C’est un nom qui a été imposé à nous mais, peut-être, c’est le destin qui a voulu que ça s’impose à nous. Pour ceux qui ne le savent pas, ce n’est pas un nom qui a été choisi par stratégie. Il y avait un concours auquel nous devrions participer et chaque groupe devrait être vêtu en uniforme, alors que nous n’avions pas les moyens de nous vêtir en uniforme. Comme nous avions a eu la chance de participer au marathon de la ville d’Abidjan sponsorisé par une marque culinaire, «Cube Maggi», nous avons pris ses tee-shirts comme notre uniforme pour participer à ce concours. À l’arrivée, les organisateurs nous ont refusé ces tee-shirts, arguant que nous allons faire de la publicité gratuite pour la marque «Cube Maggi». On nous avait demandé de trouver un nom pour notre groupe, alors nous avons maintenu «Maggi» (Magie). Là aussi, on nous a fait savoir que le nom «Maggi» simplement ne signifie rien, c’est pourquoi nous avons proposé «Groupe Magic». Et, on a été appelé pendant longtemps «Groupe Magic». Avec le succès du Zouglou en son temps, il y a des groupes qui sont nés comme «System Gazel», «Dinozor System»… Nous, nous avons alors décidé d’ajouter «System» à notre «Magic» et je pense que ce «System» nous a permis de réaliser la magie (Rire). Voilà l’histoire du nom «Magic System».
Le virus Ebola gagne du terrain dans nos pays. Quel rôle comptent jouer les «Magiciens» pour éradiquer ce fléau ?
Vous savez, quand il y a ce genre de chose en Afrique, tout le monde se lève pour créer des projets. Du coup, on assiste à la naissance d’une multitude de projets, et souvent, ça va créer la confusion. Nous, nous pensons que c’est une épidémie et qu’on ne doit pas à la hâte tenter de l’éradiquer : il faut d’abord chercher à étudier la maladie. Et nous comptons élaborer un plan stratégique. C’est un gros projet sur lequel nous sommes en train de réfléchir. En fait, nous avons rapproché l’Agence française pour le développement et nous sommes en train de voir comment nous pouvons organiser un grand concert au Zénith de Paris avec tous les artistes africains pour une collecte de fonds en vue d’aider les trois pays les plus touchés, à savoir le Liberia, la Sierra-Léone et la Guinée Conakry. Donc, une telle initiative a besoin d’être bien préparée ; on ne peut pas prendre la même vitesse qu’Ebola.

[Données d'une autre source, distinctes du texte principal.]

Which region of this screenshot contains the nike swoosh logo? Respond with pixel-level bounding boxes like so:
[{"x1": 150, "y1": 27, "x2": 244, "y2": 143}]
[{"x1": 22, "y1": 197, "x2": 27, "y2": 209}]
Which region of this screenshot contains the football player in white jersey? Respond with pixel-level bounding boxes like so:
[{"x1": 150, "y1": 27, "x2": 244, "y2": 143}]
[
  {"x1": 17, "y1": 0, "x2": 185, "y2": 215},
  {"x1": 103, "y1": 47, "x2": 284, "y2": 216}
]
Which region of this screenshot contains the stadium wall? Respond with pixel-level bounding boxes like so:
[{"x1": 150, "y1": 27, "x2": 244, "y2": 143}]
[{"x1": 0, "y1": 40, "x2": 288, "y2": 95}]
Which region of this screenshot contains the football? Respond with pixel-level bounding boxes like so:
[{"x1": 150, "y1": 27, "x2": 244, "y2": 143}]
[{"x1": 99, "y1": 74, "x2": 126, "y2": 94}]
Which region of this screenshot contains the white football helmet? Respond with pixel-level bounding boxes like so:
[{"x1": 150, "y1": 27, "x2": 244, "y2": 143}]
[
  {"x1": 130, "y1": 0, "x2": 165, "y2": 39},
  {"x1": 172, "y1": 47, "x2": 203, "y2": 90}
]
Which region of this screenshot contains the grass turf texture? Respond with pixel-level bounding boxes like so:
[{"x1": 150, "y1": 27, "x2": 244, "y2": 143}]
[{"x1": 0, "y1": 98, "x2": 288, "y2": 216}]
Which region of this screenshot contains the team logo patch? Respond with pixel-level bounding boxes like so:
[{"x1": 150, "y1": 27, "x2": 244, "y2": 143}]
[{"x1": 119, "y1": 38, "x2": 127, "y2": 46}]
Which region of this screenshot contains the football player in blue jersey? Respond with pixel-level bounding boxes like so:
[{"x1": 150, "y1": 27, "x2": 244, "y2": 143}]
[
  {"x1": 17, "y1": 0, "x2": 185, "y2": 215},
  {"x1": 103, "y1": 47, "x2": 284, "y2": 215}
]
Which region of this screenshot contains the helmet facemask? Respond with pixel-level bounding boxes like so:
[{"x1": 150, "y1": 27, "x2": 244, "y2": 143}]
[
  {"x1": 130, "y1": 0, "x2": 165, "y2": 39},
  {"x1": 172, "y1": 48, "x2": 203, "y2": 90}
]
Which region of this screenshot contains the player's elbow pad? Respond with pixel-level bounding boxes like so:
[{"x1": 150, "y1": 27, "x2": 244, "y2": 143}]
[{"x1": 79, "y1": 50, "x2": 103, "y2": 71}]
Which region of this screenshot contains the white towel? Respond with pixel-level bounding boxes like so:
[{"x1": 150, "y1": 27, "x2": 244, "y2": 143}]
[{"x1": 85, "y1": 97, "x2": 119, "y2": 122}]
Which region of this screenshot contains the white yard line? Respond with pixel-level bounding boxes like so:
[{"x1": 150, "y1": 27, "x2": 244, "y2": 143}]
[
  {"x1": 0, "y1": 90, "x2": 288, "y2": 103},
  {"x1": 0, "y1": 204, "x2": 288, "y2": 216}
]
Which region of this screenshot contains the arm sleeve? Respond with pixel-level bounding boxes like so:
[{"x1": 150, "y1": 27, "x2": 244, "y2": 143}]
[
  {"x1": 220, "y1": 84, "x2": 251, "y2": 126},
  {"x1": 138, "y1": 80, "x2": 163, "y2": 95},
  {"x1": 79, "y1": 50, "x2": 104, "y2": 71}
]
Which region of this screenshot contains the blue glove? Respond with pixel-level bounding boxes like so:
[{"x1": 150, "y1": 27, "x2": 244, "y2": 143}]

Avez-vous quelque chose à ajouter ?
Nous remercions tout le monde notamment le public bamakois pour son accueil chaleureux. Malgré tout ce qui s’est dit et se dit encore sur le Mali, sur le plan de l’insécurité, nous nous sommes rendu compte que le Mali est debout ! De retour, nous serons des ambassadeurs pour dire aux touristes européens, américains et autres, de venir voir le Mali. Nous remercions aussi la presse malienne pour son soutien aux «Magiciens».